Institutional Separate Accounts

What are Institutional Separate Accounts?

Institutional separate accounts (also known as insurance company separate accounts) are an insurance company type of a collective investment trust (CIT). Like a CIT, institutional separate accounts pool assets from more than one retirement plan to achieve economies of scale and pricing.

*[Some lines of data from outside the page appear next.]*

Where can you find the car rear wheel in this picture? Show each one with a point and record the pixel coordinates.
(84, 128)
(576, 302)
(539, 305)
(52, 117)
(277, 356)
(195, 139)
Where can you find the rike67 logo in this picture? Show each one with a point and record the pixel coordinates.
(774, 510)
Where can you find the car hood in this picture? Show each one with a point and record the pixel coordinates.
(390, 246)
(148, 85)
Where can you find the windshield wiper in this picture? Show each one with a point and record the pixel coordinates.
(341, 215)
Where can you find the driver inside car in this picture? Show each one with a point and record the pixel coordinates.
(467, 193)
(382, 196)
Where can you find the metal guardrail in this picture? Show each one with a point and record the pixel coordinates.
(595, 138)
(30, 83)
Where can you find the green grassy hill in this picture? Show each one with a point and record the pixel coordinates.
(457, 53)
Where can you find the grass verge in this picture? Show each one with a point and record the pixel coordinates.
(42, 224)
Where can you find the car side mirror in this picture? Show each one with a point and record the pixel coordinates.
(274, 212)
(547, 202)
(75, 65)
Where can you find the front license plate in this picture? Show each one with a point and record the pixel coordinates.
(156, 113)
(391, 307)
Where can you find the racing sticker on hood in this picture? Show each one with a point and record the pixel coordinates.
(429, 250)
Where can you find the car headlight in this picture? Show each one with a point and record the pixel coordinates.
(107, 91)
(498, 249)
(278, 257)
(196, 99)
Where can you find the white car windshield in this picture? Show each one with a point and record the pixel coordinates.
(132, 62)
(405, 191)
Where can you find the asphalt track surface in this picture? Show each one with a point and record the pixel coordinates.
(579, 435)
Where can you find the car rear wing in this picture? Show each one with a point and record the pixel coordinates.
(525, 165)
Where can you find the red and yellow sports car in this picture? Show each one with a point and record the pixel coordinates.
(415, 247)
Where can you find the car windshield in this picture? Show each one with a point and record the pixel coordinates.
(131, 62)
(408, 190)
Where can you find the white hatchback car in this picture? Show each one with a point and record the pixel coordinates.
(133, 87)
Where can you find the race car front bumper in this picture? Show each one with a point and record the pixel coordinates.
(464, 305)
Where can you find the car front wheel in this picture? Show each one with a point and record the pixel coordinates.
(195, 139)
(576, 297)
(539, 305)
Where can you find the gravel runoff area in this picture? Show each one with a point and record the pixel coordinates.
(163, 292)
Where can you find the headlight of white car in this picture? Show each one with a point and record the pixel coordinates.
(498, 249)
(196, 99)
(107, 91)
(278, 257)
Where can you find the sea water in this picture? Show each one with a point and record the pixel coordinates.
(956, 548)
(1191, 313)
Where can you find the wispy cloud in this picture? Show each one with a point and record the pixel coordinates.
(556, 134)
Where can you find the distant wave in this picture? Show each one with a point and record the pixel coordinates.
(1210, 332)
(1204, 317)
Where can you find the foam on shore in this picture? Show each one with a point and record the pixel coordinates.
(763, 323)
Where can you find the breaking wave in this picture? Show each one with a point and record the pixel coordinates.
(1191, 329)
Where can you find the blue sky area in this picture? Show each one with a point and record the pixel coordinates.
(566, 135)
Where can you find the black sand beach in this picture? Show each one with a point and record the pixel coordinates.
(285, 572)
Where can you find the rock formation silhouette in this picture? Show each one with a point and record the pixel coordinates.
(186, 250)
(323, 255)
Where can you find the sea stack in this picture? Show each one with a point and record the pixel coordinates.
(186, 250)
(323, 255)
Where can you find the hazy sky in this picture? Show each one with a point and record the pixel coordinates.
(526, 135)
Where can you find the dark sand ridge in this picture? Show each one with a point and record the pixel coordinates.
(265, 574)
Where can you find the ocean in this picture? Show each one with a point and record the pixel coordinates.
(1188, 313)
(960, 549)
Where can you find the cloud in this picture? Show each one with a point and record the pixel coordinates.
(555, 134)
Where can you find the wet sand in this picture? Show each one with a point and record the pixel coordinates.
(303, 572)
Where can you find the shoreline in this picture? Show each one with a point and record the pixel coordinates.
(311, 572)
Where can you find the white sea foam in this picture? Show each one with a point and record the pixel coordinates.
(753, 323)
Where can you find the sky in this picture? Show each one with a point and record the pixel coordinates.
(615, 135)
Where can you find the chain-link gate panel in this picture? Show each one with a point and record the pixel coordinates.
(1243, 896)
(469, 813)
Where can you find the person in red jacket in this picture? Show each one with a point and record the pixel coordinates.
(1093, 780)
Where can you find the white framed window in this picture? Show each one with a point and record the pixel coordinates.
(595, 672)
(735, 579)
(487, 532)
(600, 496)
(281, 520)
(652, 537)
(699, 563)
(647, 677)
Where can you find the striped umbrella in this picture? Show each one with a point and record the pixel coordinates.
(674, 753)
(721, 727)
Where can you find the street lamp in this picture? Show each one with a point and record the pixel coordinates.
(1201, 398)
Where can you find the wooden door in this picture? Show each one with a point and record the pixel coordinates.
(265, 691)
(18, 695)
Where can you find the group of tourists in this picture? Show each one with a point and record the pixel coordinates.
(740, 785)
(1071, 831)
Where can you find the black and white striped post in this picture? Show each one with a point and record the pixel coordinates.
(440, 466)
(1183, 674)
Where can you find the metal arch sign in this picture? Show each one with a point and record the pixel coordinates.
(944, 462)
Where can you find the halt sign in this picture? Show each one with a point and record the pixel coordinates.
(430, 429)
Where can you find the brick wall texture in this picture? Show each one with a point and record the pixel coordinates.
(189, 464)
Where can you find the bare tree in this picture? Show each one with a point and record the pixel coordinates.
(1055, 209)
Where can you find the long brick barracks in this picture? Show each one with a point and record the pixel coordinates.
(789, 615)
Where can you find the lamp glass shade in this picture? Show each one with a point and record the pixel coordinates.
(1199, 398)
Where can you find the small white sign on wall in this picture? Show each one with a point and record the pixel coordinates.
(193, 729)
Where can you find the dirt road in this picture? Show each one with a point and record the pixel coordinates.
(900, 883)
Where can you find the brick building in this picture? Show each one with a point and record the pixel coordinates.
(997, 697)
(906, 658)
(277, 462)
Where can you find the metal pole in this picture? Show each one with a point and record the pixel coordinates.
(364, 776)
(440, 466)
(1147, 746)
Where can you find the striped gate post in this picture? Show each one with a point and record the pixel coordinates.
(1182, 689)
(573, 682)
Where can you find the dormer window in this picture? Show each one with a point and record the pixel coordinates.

Insurance company separate accounts:

  • Invest assets in a specific investment strategy, like mutual funds or CITs.
  • Are valued daily like mutual funds and CITs.
  • Can invest in a wide range of strategies and asset classes.
  • From an investor’s point-of-view, operate similarly to certain commingled investment vehicles, but have different structures, features, and risks.
  • Are subject to ERISA standards, regulatory standards applicable to certain retirement plans.
  • Access to a range of asset managers across traditional and non-traditional asset classes in solutions that span a wide array of risk and return objectives.
  • A menu of more than 125 separate account strategies across 49 asset management partners, totaling approximately $106 billion of assets under management (AUM).*
  • Offered in the form of insurance company separate accounts, a pooled structure which aggregates assets from multiple retirement plans.

Our institutional separate accounts platform with over 30 years of delivering a broad range of investment strategies from established asset managers, helping institutional defined contribution and defined benefit retirement clients meet their investment and fiduciary needs.